Do Language Models Understand Honorific Systems in Javanese?

Conference: ACL 2025
arXiv: 2502.20864
Code: https://github.com/JavaneseHonorifics/Unggah-Ungguh
Area: LLM/NLP - Low-Resource Language Evaluation
Keywords: honorifics, Javanese, low-resource, Unggah-Ungguh, linguistic evaluation

TL;DR

This work constructs the first Javanese honorific corpus, Unggah-Ungguh (4,024 sentences covering four honorific levels), and systematically evaluates the capability of LLMs to understand the Javanese honorific system across four tasks: classification, style transfer, cross-lingual translation, and dialogue generation. The results reveal that even the strongest closed-source model (GPT-4o) achieves a zero-shot classification accuracy of only 53.5% and shows a severe bias toward specific honorific levels.

Background & Motivation

Background: Javanese has over 98 million speakers. One of its core features is a complex honorific system known as Unggah-Ungguh Basa, which comprises four levels—Ngoko (most informal), Ngoko Alus (semi-formal), Krama (formal), and Krama Alus (most formal). The choice of honorifics depends on the social relationship between the speaker, the listener, and the referent.

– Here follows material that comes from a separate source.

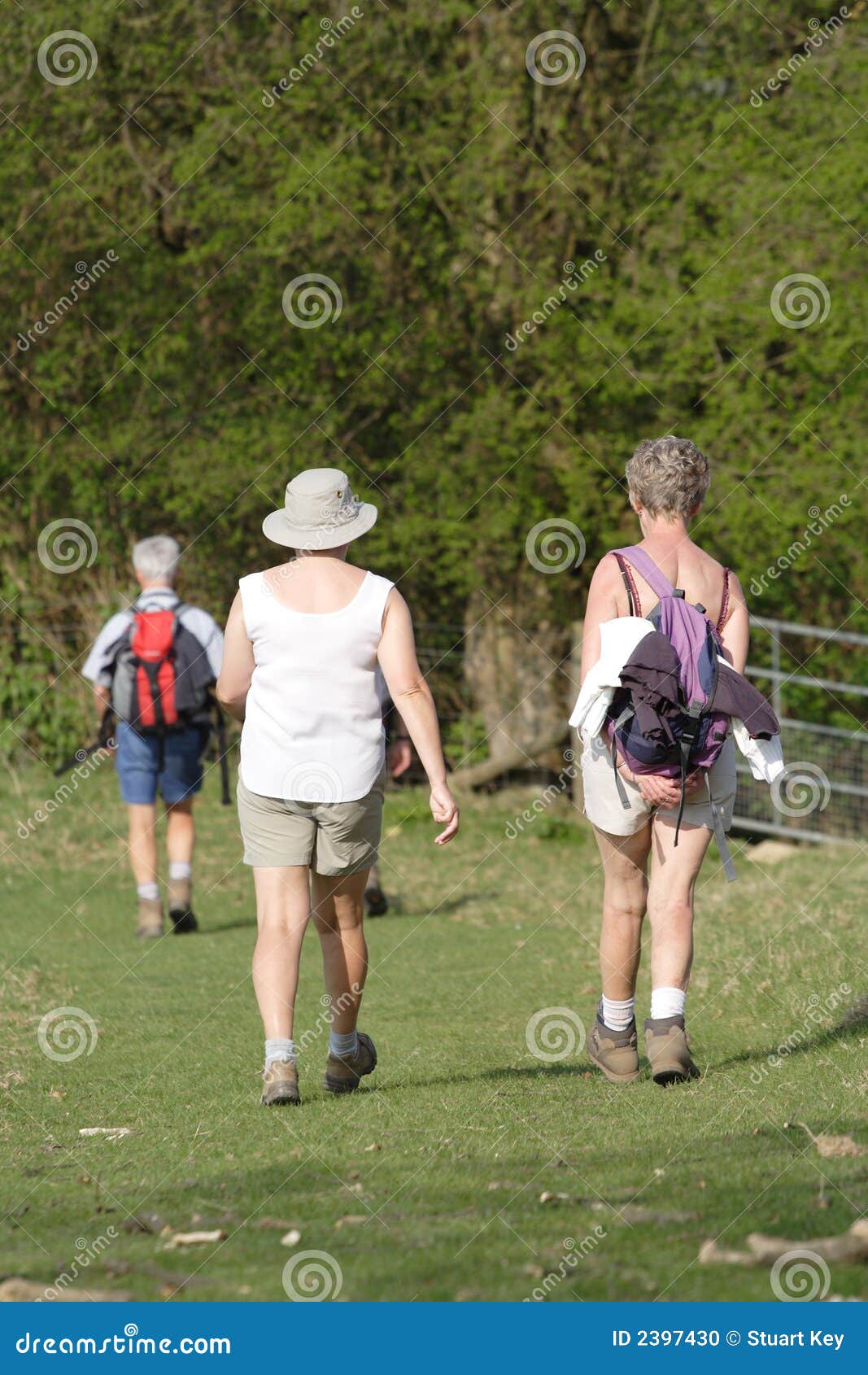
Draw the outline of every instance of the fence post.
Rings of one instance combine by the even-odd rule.
[[[569,678],[571,686],[571,701],[569,711],[579,696],[579,688],[582,686],[582,635],[585,630],[583,620],[574,620],[569,627],[571,635],[571,649],[569,649],[569,667],[567,676]],[[582,788],[582,770],[579,769],[579,759],[582,758],[582,740],[578,730],[569,732],[569,748],[574,751],[572,760],[572,806],[583,813],[585,811],[585,791]]]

Limitations of Prior Work: (1) Existing Javanese corpora suffer from a severe imbalance in honorific levels, with the majority biased toward Ngoko; (2) There is a lack of specially annotated Javanese honorific corpora for NLP tasks; (3) As LLMs are increasingly deployed as personal assistants, their ability to understand and generate appropriate honorifics directly influences cultural sensitivity and user trust.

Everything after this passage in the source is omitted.